Bath Salts and K12

K12 treatment

Went on a k12'casethis weekend as a student. Pt was a 16 yo female, c/o vomit, vomit, vomit. Pt was responsive to verbal. We basically put her on O's, 18 g, tried 0.4 of narcan to rule out...didn't work, then 4mg of zofran. Didn't help..vomit, vomit, vomit....bad stuff
 
Went on a k12'casethis weekend as a student. Pt was a 16 yo female, c/o vomit, vomit, vomit. Pt was responsive to verbal. We basically put her on O's, 18 g, tried 0.4 of narcan to rule out...didn't work, then 4mg of zofran. Didn't help..vomit, vomit, vomit....bad stuff

Just a thought:

* Does a lack of response to 0.4 mg of narcan really constitute a rule out? Aren't there plenty of synthetics out there, including methadone and darvon, that might not show any increased respiratory drive / alertness with this dose?

It's probably clear from previous posts that I fall into the anti-narcan group, especially if there's any question about mixed overdose, and it's likely that airway management is in the near future.
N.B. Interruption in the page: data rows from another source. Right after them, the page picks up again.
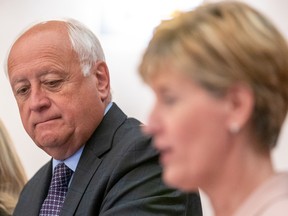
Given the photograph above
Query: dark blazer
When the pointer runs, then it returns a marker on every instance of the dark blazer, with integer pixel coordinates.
(118, 174)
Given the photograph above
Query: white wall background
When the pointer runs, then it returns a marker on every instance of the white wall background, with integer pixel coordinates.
(124, 28)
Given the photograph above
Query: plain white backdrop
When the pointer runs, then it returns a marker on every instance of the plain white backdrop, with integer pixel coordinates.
(124, 28)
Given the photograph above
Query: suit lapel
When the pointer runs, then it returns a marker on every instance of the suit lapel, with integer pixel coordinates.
(99, 143)
(39, 192)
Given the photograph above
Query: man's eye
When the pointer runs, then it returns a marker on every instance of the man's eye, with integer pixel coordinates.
(53, 83)
(22, 90)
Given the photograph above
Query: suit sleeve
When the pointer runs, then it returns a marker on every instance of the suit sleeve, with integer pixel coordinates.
(136, 187)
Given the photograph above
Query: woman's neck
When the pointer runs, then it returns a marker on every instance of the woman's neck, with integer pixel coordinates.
(237, 179)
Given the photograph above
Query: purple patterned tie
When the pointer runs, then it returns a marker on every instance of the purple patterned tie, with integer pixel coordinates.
(57, 191)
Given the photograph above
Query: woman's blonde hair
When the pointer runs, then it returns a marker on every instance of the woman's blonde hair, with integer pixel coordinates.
(12, 175)
(220, 44)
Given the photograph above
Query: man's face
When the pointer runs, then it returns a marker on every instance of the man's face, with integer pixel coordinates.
(59, 107)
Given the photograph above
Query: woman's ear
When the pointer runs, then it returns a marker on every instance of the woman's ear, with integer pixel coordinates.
(240, 100)
(101, 72)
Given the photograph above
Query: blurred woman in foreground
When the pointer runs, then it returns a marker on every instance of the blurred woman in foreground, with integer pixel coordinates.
(12, 175)
(220, 76)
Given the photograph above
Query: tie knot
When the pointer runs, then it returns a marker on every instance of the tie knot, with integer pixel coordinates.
(61, 175)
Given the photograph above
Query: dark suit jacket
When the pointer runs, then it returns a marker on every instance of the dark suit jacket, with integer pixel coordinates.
(118, 174)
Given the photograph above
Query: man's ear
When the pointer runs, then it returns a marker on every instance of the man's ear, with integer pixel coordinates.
(240, 100)
(101, 72)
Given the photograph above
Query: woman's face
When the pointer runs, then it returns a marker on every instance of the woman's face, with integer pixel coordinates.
(189, 126)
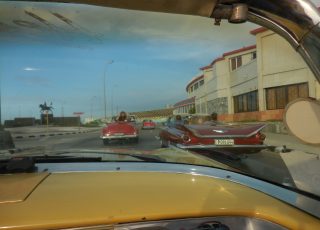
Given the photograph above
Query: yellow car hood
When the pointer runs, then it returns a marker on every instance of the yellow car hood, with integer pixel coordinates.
(74, 199)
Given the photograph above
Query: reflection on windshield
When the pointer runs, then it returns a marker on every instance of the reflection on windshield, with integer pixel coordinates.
(100, 79)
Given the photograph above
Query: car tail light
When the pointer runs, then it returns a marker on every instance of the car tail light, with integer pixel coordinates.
(186, 138)
(261, 136)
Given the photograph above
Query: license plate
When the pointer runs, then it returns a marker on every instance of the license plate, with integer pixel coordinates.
(224, 142)
(118, 134)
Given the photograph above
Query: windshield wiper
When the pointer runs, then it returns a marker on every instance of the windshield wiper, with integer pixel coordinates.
(27, 163)
(21, 164)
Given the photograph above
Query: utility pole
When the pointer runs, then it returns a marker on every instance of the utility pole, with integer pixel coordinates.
(104, 89)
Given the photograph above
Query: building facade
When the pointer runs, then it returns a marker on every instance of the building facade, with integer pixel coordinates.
(254, 83)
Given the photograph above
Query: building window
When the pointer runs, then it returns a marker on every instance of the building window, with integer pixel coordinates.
(247, 102)
(196, 86)
(279, 97)
(254, 55)
(236, 62)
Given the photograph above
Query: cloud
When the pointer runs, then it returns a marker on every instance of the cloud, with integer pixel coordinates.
(34, 80)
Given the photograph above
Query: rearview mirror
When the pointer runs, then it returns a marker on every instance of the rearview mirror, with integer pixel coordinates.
(302, 118)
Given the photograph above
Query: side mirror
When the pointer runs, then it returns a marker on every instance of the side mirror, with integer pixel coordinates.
(302, 118)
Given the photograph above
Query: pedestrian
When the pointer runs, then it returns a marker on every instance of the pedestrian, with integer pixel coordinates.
(214, 116)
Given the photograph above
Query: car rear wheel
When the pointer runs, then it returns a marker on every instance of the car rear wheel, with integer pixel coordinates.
(105, 141)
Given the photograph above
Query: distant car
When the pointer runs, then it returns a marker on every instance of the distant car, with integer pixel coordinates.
(120, 130)
(199, 132)
(148, 124)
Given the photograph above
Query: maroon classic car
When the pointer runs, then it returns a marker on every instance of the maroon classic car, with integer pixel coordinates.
(199, 132)
(120, 130)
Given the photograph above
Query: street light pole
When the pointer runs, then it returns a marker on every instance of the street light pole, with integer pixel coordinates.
(104, 90)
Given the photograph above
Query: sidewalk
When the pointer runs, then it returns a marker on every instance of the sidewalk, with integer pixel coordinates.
(290, 142)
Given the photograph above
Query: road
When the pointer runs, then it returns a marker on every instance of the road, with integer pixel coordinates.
(282, 168)
(148, 141)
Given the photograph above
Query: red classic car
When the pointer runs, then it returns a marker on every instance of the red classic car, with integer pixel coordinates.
(148, 124)
(199, 132)
(120, 130)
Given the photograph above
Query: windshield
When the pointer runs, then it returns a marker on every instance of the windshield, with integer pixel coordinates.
(92, 80)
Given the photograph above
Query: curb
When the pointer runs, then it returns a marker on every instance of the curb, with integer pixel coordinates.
(51, 134)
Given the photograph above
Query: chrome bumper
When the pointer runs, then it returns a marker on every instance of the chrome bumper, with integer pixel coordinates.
(223, 146)
(118, 137)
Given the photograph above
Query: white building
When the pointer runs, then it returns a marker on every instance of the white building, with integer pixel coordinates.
(254, 82)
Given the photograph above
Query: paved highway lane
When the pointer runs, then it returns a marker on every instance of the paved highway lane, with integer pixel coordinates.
(148, 141)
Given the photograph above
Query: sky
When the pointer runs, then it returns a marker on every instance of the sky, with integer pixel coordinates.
(62, 54)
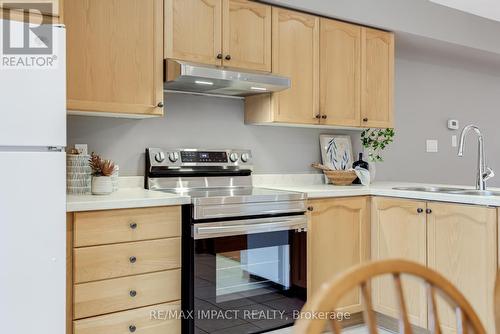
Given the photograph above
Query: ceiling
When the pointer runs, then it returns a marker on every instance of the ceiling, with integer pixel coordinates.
(486, 8)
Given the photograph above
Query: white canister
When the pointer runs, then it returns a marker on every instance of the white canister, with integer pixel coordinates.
(102, 185)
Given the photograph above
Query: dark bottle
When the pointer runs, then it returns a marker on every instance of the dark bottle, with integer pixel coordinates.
(361, 163)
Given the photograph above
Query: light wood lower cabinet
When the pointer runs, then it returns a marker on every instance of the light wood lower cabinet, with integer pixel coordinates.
(338, 239)
(101, 297)
(462, 245)
(126, 225)
(459, 241)
(340, 59)
(115, 56)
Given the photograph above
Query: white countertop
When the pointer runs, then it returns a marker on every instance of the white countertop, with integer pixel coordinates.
(386, 189)
(124, 198)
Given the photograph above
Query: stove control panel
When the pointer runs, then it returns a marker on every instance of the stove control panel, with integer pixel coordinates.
(198, 157)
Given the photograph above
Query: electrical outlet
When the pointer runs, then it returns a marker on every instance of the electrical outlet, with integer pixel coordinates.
(432, 145)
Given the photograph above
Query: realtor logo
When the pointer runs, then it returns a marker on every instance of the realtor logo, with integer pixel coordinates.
(27, 45)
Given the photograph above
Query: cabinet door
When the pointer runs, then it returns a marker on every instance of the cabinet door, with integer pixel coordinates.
(296, 55)
(114, 56)
(247, 35)
(462, 246)
(338, 240)
(399, 232)
(340, 64)
(193, 30)
(377, 78)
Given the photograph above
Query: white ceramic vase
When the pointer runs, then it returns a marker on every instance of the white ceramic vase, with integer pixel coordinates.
(102, 185)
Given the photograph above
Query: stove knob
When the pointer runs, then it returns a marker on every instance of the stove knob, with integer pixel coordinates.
(234, 157)
(173, 156)
(160, 157)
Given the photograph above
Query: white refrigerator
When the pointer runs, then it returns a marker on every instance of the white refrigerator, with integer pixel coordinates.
(33, 195)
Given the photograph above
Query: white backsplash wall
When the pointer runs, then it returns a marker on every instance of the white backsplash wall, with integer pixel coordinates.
(200, 122)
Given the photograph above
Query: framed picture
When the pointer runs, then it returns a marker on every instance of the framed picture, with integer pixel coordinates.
(336, 151)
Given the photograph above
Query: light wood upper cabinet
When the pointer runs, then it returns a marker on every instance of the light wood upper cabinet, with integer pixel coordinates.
(246, 35)
(399, 231)
(232, 33)
(193, 31)
(377, 78)
(115, 56)
(340, 59)
(338, 239)
(462, 247)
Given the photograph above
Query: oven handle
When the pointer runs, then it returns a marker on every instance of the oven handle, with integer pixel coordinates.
(249, 226)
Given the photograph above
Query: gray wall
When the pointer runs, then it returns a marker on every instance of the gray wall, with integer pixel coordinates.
(196, 121)
(417, 17)
(433, 86)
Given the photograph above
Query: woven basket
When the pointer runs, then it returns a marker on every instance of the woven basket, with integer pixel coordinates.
(340, 177)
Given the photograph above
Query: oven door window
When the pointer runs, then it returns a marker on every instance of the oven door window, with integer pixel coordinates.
(259, 278)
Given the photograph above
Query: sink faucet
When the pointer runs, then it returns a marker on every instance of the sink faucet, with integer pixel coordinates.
(483, 173)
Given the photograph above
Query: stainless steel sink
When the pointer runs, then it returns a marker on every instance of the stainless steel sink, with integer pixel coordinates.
(431, 189)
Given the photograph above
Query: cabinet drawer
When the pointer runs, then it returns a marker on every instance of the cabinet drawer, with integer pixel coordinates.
(119, 294)
(111, 261)
(113, 226)
(140, 319)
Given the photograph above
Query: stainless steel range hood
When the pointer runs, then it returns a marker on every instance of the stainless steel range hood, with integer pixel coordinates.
(202, 79)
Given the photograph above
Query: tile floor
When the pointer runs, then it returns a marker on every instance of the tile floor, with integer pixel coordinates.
(353, 330)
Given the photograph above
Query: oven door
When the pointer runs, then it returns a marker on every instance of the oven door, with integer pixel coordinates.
(249, 275)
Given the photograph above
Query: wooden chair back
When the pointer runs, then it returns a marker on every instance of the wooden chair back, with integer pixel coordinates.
(327, 299)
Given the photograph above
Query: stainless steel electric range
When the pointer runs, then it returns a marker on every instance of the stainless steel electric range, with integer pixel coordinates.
(243, 248)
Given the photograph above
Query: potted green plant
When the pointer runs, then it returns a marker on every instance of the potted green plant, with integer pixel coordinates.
(102, 170)
(374, 142)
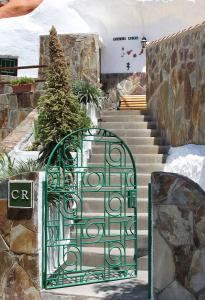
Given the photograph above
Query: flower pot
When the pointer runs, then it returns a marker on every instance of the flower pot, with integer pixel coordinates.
(23, 88)
(1, 88)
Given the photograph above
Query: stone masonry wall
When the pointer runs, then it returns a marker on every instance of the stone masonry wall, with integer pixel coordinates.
(116, 85)
(19, 257)
(176, 85)
(82, 52)
(178, 238)
(13, 110)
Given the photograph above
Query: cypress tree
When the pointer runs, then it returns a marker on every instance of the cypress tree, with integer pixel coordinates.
(59, 110)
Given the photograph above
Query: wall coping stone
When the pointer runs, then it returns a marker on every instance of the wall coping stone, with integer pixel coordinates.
(176, 35)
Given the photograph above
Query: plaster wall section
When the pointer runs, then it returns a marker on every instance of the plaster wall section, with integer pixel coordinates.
(20, 245)
(178, 237)
(14, 108)
(176, 85)
(82, 52)
(118, 84)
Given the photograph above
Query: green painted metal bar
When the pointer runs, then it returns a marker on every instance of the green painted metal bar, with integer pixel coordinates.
(150, 243)
(69, 229)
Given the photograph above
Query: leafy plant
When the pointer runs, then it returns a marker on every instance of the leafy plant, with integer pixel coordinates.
(59, 110)
(88, 93)
(9, 168)
(22, 80)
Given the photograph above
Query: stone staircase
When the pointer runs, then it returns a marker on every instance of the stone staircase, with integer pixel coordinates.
(133, 102)
(138, 130)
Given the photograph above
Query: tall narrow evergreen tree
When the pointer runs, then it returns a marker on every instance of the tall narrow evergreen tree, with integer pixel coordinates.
(59, 110)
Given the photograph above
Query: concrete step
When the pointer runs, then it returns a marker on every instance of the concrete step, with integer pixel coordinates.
(95, 239)
(127, 125)
(127, 113)
(130, 115)
(133, 97)
(136, 132)
(122, 118)
(97, 204)
(118, 179)
(94, 257)
(94, 214)
(133, 108)
(129, 289)
(138, 158)
(141, 140)
(143, 179)
(91, 192)
(141, 168)
(139, 149)
(132, 103)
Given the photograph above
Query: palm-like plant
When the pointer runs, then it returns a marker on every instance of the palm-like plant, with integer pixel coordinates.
(88, 93)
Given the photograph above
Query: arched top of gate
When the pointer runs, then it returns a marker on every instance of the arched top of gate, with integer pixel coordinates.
(73, 142)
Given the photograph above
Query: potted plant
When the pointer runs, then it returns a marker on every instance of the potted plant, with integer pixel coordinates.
(23, 85)
(88, 93)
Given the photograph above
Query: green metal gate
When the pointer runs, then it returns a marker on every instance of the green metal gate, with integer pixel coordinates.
(90, 210)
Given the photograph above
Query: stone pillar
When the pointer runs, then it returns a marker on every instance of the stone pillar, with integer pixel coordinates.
(20, 245)
(178, 237)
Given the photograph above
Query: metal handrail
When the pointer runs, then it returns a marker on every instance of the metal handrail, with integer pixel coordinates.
(24, 67)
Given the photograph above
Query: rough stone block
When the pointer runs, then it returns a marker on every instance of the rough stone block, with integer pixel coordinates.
(175, 225)
(12, 101)
(197, 271)
(164, 268)
(23, 240)
(176, 292)
(19, 285)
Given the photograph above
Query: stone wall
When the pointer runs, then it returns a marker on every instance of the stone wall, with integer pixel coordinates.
(19, 249)
(178, 237)
(82, 52)
(176, 85)
(13, 110)
(118, 84)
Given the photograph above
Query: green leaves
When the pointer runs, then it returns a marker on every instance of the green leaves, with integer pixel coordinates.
(88, 93)
(59, 109)
(22, 80)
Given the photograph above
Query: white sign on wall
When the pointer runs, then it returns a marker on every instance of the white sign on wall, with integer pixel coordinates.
(123, 54)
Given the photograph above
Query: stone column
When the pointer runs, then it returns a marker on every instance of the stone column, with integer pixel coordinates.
(178, 238)
(20, 245)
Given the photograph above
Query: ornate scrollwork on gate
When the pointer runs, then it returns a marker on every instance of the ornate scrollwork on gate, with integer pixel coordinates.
(90, 231)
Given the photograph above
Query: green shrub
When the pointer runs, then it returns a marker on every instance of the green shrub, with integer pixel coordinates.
(59, 110)
(22, 80)
(9, 168)
(88, 93)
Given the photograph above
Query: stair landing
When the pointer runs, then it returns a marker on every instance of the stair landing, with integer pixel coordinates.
(130, 289)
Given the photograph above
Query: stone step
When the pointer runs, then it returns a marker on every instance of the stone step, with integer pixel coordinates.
(138, 158)
(133, 108)
(94, 256)
(127, 113)
(143, 179)
(139, 149)
(94, 214)
(95, 240)
(128, 289)
(122, 118)
(141, 141)
(119, 178)
(141, 168)
(97, 204)
(133, 103)
(127, 125)
(136, 132)
(91, 192)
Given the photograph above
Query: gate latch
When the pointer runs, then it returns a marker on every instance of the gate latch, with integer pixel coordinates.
(132, 198)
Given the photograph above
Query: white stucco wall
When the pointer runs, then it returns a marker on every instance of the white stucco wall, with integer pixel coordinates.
(109, 18)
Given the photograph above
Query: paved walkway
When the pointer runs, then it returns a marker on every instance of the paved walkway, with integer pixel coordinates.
(132, 289)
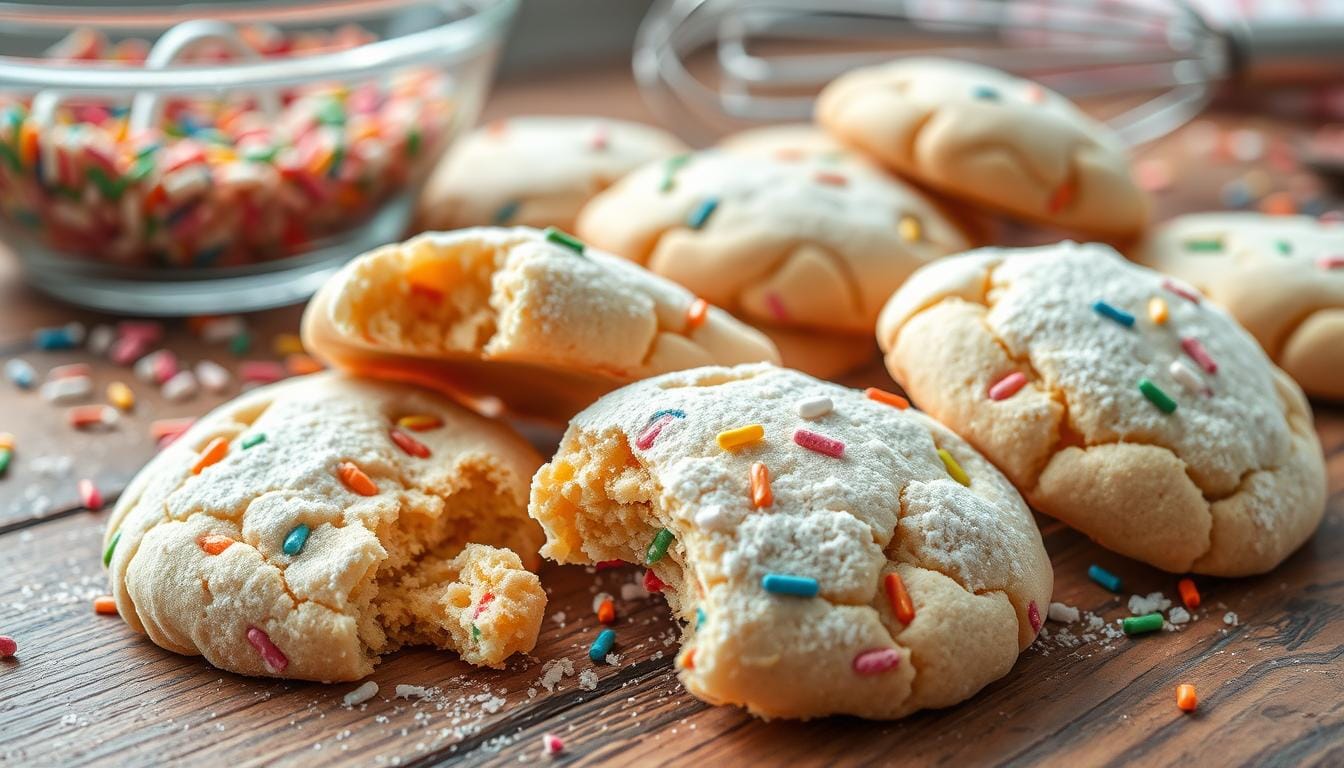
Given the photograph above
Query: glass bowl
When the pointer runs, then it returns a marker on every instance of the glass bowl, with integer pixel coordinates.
(223, 158)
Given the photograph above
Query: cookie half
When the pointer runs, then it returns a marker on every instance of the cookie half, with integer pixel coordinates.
(807, 246)
(535, 171)
(309, 526)
(1282, 277)
(534, 319)
(829, 553)
(1117, 400)
(981, 135)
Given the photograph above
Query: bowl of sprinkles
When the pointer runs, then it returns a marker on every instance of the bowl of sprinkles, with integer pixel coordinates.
(223, 158)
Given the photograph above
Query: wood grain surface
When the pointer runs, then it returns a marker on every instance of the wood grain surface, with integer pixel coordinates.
(86, 690)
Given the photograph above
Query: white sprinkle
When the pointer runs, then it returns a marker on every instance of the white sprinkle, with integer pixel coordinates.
(360, 694)
(67, 389)
(1062, 613)
(815, 406)
(180, 386)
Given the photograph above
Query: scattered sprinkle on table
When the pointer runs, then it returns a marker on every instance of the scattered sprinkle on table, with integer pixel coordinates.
(792, 585)
(1104, 577)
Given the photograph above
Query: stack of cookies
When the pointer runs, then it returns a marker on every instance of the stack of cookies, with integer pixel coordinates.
(828, 550)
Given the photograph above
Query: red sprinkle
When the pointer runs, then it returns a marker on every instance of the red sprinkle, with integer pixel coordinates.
(876, 661)
(89, 495)
(652, 583)
(819, 443)
(1199, 354)
(409, 444)
(1007, 386)
(274, 659)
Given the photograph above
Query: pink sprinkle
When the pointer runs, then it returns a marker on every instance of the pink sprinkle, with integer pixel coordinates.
(649, 435)
(264, 371)
(1007, 386)
(551, 744)
(876, 661)
(819, 443)
(1180, 291)
(480, 607)
(269, 653)
(89, 495)
(1199, 354)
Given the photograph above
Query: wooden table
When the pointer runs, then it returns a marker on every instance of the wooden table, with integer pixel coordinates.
(88, 690)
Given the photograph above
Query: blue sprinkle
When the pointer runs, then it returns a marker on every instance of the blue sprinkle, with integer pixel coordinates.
(1104, 577)
(702, 213)
(794, 585)
(602, 646)
(1117, 315)
(296, 540)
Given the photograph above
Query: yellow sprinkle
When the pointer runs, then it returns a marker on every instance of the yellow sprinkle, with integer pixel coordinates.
(910, 229)
(953, 468)
(1157, 310)
(731, 439)
(288, 344)
(121, 396)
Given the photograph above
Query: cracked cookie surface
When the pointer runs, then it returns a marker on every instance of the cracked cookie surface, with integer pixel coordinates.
(300, 531)
(1168, 437)
(807, 246)
(492, 312)
(1282, 277)
(872, 498)
(985, 136)
(535, 171)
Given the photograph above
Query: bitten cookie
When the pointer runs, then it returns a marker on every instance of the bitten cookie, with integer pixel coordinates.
(807, 248)
(1282, 277)
(535, 171)
(534, 319)
(1117, 400)
(985, 136)
(831, 553)
(309, 526)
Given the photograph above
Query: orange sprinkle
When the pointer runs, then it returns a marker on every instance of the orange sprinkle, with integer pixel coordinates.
(606, 612)
(214, 544)
(1186, 698)
(213, 453)
(887, 397)
(696, 314)
(761, 495)
(1188, 593)
(355, 479)
(902, 607)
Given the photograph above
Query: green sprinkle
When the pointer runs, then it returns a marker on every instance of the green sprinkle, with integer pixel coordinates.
(661, 541)
(1143, 624)
(563, 238)
(1156, 396)
(112, 548)
(296, 540)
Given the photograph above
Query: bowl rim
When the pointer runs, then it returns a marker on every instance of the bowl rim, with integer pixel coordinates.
(444, 45)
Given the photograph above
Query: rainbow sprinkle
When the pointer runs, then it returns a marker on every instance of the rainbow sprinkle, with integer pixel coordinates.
(819, 443)
(790, 585)
(1113, 314)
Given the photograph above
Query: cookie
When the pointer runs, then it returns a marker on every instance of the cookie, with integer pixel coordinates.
(981, 135)
(1117, 400)
(805, 246)
(1282, 277)
(535, 171)
(534, 319)
(311, 526)
(829, 553)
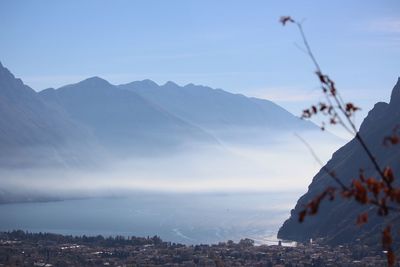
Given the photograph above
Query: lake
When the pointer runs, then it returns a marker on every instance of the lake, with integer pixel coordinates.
(184, 218)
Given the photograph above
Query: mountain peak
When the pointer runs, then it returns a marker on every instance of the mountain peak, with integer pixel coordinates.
(395, 97)
(95, 81)
(170, 84)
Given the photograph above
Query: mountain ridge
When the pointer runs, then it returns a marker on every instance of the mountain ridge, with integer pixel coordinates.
(335, 221)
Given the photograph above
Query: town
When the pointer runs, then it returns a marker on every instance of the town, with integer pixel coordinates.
(19, 248)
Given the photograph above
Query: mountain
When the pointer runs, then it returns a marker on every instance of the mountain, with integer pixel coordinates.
(31, 131)
(227, 116)
(335, 221)
(122, 121)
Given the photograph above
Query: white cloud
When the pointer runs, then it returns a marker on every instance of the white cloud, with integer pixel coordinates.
(386, 25)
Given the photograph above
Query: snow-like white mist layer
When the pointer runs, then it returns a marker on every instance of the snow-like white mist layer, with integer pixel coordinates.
(284, 165)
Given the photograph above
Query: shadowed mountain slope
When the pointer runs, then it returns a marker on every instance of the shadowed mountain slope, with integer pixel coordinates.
(335, 221)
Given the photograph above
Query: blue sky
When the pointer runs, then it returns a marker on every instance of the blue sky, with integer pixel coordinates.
(238, 46)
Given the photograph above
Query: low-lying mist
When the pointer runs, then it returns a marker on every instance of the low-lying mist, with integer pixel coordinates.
(284, 165)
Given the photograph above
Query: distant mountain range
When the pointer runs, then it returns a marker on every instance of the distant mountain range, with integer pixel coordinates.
(70, 124)
(335, 221)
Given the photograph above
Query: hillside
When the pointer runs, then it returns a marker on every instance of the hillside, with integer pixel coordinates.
(335, 221)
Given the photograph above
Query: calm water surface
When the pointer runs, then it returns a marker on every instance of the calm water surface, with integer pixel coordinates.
(184, 218)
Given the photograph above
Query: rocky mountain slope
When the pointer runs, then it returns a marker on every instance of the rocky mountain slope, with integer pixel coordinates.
(335, 221)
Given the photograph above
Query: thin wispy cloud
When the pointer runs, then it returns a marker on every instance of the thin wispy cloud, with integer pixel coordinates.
(286, 94)
(386, 25)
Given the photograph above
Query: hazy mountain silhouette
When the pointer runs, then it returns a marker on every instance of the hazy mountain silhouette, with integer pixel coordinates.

But if I did choose to give narcan, because I believed that an isolated overdose was present and that I could avoid intubating someone, I'd start with 0.4 mg, quite slowly, but I'd be ready to give more if it wasn't working. I wouldn't take a lack of response to a single 0.4mg dose as some sort of evidence that the patient's altered LOC is not due to opiates.
 
We had a soldier die from bath-salt related aspiration (bath salts + lots of alcohol). We're also noticing some longer-term psychological affects in the psych ward that a lot of the providers up there are curious about.
 
Bath Salts are very similar to other stimulants, and patient's symptoms are close as well. You can expect tachycardia, tachypnea, anxiety and or paranoia/combativeness, hyperthermia/profuse diaphoresis, and generally a hypermetabolic state. I would be VERY hesitant to administer ANY cardiac drugs to these patients. The goal of treatment should be, like stated above, managing symptoms. Treatment should be at decreasing the hypermetabolic state (with valium/Ativan {if you have an IV}, or versed {if you dont have an IV}. That, coupled with IV fluid, should help with the tachycardia. If your patient is extemely hyperthermic, then cooling him down, would be beneficial as well.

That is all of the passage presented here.